Jérémie Lemieux rappelle aussi que charité bien ordonnée commence par soi-même. L’analyse complète de notre situation financière devrait idéalement être revue avant de dépanner financièrement des membres de notre famille, par exemple. «Ne vous engagez pas immédiatement à donner des montants d’importance à vos enfants avant de procéder à la réévaluation de vos propres finances, conseille-t-il. Pour mieux décider, il faut prendre du recul, consulter, puis aviser.»

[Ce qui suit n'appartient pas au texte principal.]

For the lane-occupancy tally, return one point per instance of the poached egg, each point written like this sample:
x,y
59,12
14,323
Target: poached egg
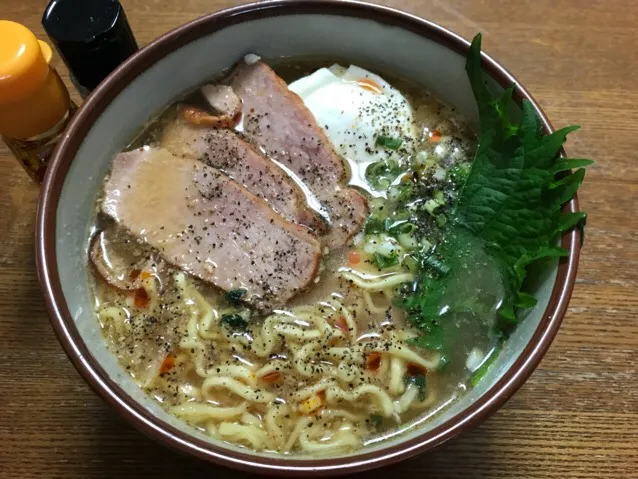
x,y
355,107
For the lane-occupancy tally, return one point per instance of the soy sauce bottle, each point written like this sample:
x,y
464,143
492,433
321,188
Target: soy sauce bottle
x,y
92,36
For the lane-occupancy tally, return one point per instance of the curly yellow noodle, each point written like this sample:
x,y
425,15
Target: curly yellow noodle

Réviser son bilan financier personnel

Faire un bilan, c’est calculer notre avoir net en dressant la liste de nos possessions (les actifs) et de nos dettes (le passif) à un moment précis. Réaliser cet exercice est utile pour prendre des décisions financières importantes ou élaborer des stratégies de placement. «La vente d’une résidence est l’occasion rêvée de faire le ménage de nos dettes, surtout si on possède un profil d’investissement conservateur», explique Jérémie Lemieux.

Si, dans les dernières années, on a accumulé un solde à payer sur nos cartes de crédit ou sur une marge de crédit personnelle et si on détient un emprunt automobile, il peut s’avérer judicieux d’éliminer ce passif. «Un client qui souhaite détenir uniquement des placements très sécuritaires obtient une faible espérance de rendement sur ses investissements. Si ses dettes lui coûtent entre 8% et 20% d’intérêts par année, il ne se trompe pas en acquittant d’abord celles-ci», explique M. Lemieux.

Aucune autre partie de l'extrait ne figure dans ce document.